QuoteWhat terrains render fastest? What clouds render fastest?
Either heightfield or displaced procedural terrain with a few layers of procedural displacement, but not a ton. That would be fastest.
For clouds, the higher your density and edge sharpness, the more noise, thus the more samples are needed for high quality. Likewise with very tall clouds. Obviously you need to balance these factors against the needs of your scene, but do know that trying to create tall, billowing cumulus that render at high quality will no doubt take a good amount of time. They are one of the hardest challenges in computer graphics as a whole, really.
I put together a quick test of a cloudscape to fly through.
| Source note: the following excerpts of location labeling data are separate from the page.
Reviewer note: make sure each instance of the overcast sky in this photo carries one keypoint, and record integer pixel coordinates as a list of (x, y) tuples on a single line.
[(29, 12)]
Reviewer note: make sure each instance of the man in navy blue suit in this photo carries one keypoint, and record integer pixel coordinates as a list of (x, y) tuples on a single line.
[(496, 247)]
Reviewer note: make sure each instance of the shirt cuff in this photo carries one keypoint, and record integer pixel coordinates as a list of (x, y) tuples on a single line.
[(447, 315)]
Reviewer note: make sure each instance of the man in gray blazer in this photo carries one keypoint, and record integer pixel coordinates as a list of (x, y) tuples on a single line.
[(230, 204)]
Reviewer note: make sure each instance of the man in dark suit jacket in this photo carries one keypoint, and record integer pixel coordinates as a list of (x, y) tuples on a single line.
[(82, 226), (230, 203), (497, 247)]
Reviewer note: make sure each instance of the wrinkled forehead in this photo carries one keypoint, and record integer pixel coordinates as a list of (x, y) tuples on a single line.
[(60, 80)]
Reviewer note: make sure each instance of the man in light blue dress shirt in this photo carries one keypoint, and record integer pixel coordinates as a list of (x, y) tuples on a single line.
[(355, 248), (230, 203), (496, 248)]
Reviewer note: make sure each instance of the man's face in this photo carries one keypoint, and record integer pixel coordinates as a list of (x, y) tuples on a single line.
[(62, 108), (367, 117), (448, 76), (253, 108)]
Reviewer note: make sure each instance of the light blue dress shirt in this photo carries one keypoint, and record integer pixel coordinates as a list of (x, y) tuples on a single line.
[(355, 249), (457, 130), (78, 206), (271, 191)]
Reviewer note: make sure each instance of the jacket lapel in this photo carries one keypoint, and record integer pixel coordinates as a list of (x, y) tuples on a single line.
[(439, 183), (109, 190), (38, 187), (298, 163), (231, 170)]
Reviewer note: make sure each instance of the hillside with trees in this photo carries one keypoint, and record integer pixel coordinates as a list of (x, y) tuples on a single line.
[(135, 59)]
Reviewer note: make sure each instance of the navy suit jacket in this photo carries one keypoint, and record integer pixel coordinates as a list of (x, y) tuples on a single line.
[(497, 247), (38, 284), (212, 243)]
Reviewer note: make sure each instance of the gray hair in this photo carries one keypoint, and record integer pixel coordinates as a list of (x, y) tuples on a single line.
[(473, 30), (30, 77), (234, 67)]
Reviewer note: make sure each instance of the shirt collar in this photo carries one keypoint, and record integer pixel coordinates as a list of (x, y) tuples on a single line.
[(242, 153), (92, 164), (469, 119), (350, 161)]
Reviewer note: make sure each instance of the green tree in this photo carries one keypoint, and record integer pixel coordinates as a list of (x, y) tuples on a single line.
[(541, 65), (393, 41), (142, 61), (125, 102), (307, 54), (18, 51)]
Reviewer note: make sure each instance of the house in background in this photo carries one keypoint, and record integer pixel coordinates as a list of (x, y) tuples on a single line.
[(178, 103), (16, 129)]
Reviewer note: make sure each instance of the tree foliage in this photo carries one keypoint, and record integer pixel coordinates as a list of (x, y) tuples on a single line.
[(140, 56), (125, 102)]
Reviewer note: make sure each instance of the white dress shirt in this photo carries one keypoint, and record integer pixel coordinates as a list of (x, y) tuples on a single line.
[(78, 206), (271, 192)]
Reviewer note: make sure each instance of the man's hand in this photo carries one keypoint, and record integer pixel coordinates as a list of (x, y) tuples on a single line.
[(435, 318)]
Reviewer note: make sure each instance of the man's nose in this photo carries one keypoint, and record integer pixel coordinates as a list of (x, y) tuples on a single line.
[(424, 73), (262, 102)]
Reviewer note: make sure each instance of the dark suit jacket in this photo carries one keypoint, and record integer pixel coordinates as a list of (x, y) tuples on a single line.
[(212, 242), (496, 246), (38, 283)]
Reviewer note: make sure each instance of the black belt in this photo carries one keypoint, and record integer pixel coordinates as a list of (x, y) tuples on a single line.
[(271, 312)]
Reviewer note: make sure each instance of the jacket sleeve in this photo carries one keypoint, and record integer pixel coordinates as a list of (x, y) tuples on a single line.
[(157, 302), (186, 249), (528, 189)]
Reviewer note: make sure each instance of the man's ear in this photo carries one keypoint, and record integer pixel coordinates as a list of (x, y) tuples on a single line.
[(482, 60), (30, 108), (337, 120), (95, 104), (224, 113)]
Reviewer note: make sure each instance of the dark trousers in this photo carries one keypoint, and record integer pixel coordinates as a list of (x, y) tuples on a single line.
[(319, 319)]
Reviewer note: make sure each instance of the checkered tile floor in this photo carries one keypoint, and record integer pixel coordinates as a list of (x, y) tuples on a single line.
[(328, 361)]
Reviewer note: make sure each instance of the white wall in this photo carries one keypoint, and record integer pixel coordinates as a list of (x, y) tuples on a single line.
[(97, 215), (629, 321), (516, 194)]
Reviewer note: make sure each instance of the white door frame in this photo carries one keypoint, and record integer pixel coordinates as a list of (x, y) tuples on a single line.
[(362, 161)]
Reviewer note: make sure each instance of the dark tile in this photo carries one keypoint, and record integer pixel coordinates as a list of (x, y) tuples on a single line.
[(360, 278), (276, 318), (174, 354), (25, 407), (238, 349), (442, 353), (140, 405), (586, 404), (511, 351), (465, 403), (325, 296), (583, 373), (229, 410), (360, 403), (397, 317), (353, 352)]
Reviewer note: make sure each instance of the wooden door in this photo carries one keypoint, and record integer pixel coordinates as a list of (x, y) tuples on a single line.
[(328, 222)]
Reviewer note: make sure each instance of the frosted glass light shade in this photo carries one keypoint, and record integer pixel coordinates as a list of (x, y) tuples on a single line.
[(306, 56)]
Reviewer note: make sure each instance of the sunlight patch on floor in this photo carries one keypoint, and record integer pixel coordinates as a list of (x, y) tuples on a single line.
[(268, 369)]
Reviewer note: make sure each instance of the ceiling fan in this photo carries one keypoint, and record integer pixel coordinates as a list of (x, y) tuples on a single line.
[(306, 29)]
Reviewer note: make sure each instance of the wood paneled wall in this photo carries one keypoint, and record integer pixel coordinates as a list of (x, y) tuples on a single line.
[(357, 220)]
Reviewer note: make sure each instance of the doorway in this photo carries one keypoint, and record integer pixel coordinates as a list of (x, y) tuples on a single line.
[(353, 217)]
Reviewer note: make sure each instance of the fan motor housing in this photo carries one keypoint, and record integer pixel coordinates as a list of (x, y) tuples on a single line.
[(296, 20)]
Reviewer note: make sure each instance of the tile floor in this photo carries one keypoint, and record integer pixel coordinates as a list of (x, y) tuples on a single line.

Took about 15 minutes to setup the simple scene and animation, then about 25 minutes/frame on a 3.5Ghz i7 at 720p. A 1080p representative frame rendered in about an hour (it's not 4x the time because the top half of the frame has relatively little cloud; your results may vary of course). So on your machine perhaps a bit over the render time you're looking for, but if you can render every other frame and interpolate, or put up with slightly noisier results, render time comes down a lot. Attached is the quick 1.5 second sample animation at 720p, mainly just to show noise-free results.